西南戦争を体験した古老の話の聞き書き。「苦海浄土」と並ぶ著者の代表作とされながら、絶版で全集以外では手に入りにくかった作品だが、追悼か、大河ドラマ効果か、講談社文芸文庫から再刊された。ノンフィクションというよりは、巫女に喩えられることもある偉大な作家が語り直した文学作品といった方がふさわしい。
西南戦争と言えば教科書の中の出来事であり、同時に、中央の歴史観から辺境における反乱として扱われてきたこともあって、どこか遠い世界のことのような気がしていた。

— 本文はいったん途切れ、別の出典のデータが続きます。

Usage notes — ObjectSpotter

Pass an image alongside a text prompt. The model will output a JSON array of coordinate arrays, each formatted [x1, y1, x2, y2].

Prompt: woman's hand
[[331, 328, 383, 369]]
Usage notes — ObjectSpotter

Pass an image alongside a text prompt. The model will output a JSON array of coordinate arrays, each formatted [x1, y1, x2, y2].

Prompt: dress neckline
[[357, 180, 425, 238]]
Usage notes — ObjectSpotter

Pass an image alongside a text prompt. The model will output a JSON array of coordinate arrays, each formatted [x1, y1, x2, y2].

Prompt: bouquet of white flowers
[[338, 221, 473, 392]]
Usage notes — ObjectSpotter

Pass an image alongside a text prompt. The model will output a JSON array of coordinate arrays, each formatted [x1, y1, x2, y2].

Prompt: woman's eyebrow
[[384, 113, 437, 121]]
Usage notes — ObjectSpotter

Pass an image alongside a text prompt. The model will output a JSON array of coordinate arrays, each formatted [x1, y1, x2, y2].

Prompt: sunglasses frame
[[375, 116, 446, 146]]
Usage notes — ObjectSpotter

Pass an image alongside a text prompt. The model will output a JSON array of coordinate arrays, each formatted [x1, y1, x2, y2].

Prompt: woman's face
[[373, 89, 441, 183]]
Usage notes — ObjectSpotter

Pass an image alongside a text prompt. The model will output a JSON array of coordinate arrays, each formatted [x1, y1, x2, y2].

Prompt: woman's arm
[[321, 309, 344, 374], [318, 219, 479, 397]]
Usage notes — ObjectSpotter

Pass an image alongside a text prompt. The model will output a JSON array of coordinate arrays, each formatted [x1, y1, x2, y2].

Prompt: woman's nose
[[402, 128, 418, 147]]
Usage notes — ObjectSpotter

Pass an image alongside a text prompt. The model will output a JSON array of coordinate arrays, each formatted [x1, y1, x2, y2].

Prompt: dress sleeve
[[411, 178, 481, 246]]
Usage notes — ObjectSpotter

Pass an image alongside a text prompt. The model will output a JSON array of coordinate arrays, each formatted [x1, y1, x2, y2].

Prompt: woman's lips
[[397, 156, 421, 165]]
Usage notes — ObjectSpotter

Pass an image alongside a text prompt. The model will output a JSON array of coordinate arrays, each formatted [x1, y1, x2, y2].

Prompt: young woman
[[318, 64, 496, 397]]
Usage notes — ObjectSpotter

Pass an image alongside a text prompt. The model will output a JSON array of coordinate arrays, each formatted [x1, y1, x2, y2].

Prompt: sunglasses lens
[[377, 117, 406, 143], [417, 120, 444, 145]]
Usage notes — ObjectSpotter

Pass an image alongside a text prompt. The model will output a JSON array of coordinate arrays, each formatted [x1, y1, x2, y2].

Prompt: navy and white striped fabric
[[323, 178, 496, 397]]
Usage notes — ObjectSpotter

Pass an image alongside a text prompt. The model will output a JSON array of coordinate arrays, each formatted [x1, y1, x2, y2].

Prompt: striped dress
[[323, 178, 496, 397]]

著者がこの作品に取り掛かった60年代は「ご一新」からちょうど一世紀。近代最初の100年を経験した人々がまだ生きていた。教科書の中の歴史には権力者と士族の視点しか書かれないが、他の全ての戦争と同じように、そこには政治とは無縁に暮らす多くの人々がいた。西南役だけでなく、キリシタン弾圧から現代までの土地の記憶を掘り下げ、近代が人々の生活をどう変えたのか、変えなかったのかを浮き彫りにしている。
「苗字のなか者の世がくるちゅうても、お上というものがあるかぎり、取り立てることばっかり。御一新とはどがな世が来るかと心配しとったら、案のごとく人を奪ってゆかいた」
上も下もない世が来るという噂の後、実際に社会は変わったが、新たにやってきたのは中央政府という別の形の“上”だった。
銃声とともに言葉の違う人々が次々と現れる。畑は踏み荒らされ、息子たちが徴発される。戦争は、官軍と賊軍の区別も付かない民にとっては、縮こまって通り過ぎるのを待つ災厄でしかなかった。
「西郷さんと天朝さんと、なしてたたかわしたか、いくさのあったことは知っとったばってん、はて、なんのわけで戦わしたもんだろ、教えてくるる人の居らでな、いっちょも知らん。おどまただただ暗きから暗きまで、鋤もって野に出るばっかりで」
近代権力は、時代を下るとともにその不条理性を増していく。西南役、日清、日露、そして、日中、太平洋戦争。本書で水俣病に言及している箇所はわずかだが、敗戦で崩壊したかに見えた権力が資本主義と結びついてより巨大で不条理なものになっていったのは、「苦海浄土」に書かれているとおりである。